Confronting the West (i.e., the US and NATO nations) is the moral obligation to deter nuclear catastrophe—an obligation that we essentially laid to rest three decades ago in the interest of appeasing totalitarian regimes. Russian military doctrine, though we are inclined to forget, allows for the nuclear threat, as the Cold War indicated. Moscow believes that we (the West) do not have the resolve (China believes this as well, not to mention North Korea or Iran). Yet one of the Cold War’s successes was the very fact that we did deter Moscow’s threat through tactical weaponry; the Soviet threat was deterred. The West did not succumb to nuclear blackmail.

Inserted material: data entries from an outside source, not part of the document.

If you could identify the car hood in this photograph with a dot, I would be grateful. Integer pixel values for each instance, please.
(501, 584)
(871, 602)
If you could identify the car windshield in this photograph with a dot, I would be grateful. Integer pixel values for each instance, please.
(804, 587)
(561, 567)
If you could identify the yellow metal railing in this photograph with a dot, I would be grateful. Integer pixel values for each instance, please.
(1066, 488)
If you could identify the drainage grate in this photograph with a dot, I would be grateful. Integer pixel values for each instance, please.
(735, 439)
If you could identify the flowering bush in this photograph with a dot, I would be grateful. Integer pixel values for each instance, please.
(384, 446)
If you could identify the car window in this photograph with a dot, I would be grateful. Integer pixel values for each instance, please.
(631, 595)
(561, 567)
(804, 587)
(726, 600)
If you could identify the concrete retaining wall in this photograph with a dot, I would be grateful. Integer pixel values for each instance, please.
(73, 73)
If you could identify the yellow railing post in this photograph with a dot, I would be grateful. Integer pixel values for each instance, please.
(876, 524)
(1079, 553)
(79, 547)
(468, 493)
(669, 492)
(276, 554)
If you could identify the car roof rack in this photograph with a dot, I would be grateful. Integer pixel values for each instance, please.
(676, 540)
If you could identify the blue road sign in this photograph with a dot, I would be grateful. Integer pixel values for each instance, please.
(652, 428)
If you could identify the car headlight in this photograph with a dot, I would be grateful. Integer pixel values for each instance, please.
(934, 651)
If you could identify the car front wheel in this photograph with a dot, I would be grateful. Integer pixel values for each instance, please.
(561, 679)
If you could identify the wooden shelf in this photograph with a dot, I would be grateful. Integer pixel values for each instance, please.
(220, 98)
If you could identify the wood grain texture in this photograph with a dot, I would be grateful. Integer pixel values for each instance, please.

Should we not rise to confrontation, we encourage Russia’s miscalculation and, in the end, greater atrocity. Given Moscow’s nuclear threats, we must confront moral reality, just as civilized nations are forced to do in the domestic context. Civilized societies do not tolerate the murder and annihilation of their members; only uncivilized do. If we do not embrace this moral reality and deter the criminal element in the community of nations, we invite losses that are incalculable and even greater evil in the days ahead.
 Darrell Cole, “Special Problems IV: Questions Posed by Nuclear and Other Weapons of Mass Destruction,” in James Turner Johnson and Eric D. Patterson, eds., Ashgate Companion to Military Ethics (Surrey, UK, and Burlington: Ashgate, 2015), 101-11.